Using the value_counts()
Method in Pandas
In this tutorial, we'll explore the value_counts()
method in Pandas, a powerful tool for counting the occurrences of values within a Series in a DataFrame. We'll cover its basic usage, as well as various arguments you can use to customize its behavior.
1. Introduction to value_counts()
The value_counts()
method in Pandas is used to count the occurrences of unique values in a Series.
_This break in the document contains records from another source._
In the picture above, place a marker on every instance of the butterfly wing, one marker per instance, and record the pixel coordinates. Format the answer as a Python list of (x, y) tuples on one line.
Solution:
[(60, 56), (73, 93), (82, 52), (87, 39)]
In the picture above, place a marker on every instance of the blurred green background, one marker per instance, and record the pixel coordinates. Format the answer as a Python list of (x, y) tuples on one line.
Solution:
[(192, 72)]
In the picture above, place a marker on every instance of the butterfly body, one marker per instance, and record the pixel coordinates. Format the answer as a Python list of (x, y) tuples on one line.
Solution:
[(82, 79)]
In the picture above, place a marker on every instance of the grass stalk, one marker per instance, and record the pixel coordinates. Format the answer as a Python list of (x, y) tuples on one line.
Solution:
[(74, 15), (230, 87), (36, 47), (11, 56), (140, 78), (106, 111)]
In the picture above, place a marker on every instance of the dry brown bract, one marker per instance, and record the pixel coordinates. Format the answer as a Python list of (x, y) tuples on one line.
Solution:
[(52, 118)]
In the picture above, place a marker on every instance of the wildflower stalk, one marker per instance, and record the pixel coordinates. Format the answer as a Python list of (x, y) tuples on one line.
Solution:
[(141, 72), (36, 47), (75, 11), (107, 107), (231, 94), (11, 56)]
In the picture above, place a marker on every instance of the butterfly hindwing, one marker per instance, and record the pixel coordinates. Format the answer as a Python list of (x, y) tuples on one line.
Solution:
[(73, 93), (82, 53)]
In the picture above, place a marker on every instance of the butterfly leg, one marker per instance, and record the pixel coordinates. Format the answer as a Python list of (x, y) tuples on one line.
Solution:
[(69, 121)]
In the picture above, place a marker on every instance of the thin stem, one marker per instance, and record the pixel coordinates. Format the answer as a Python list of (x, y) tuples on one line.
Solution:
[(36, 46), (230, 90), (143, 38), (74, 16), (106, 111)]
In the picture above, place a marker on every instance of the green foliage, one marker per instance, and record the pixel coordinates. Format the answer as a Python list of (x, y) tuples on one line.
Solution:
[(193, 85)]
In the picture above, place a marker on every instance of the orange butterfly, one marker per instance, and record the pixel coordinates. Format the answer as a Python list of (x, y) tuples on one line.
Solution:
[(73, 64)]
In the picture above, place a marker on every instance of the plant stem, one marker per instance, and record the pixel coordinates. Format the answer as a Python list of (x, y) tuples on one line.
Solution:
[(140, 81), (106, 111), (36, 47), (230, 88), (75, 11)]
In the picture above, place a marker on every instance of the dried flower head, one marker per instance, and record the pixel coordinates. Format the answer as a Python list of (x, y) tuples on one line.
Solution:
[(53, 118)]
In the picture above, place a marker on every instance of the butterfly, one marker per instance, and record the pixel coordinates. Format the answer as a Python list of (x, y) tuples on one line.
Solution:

It's particularly useful when you want to analyze the distribution of categorical data within a DataFrame.
1.1 Syntax:
Series.value_counts(normalize=False, sort=True, ascending=False, bins=None, dropna=True)
1.2 Parameters:
normalize
: If True, returns the relative frequencies of the unique values.sort
: If True, sorts the counts in descending order by default.ascending
: If True, sorts in ascending order.bins
: Specifies the number of equal-width bins to divide the data into (only works with numerical data).dropna
: If False, does not drop NaN values from the result.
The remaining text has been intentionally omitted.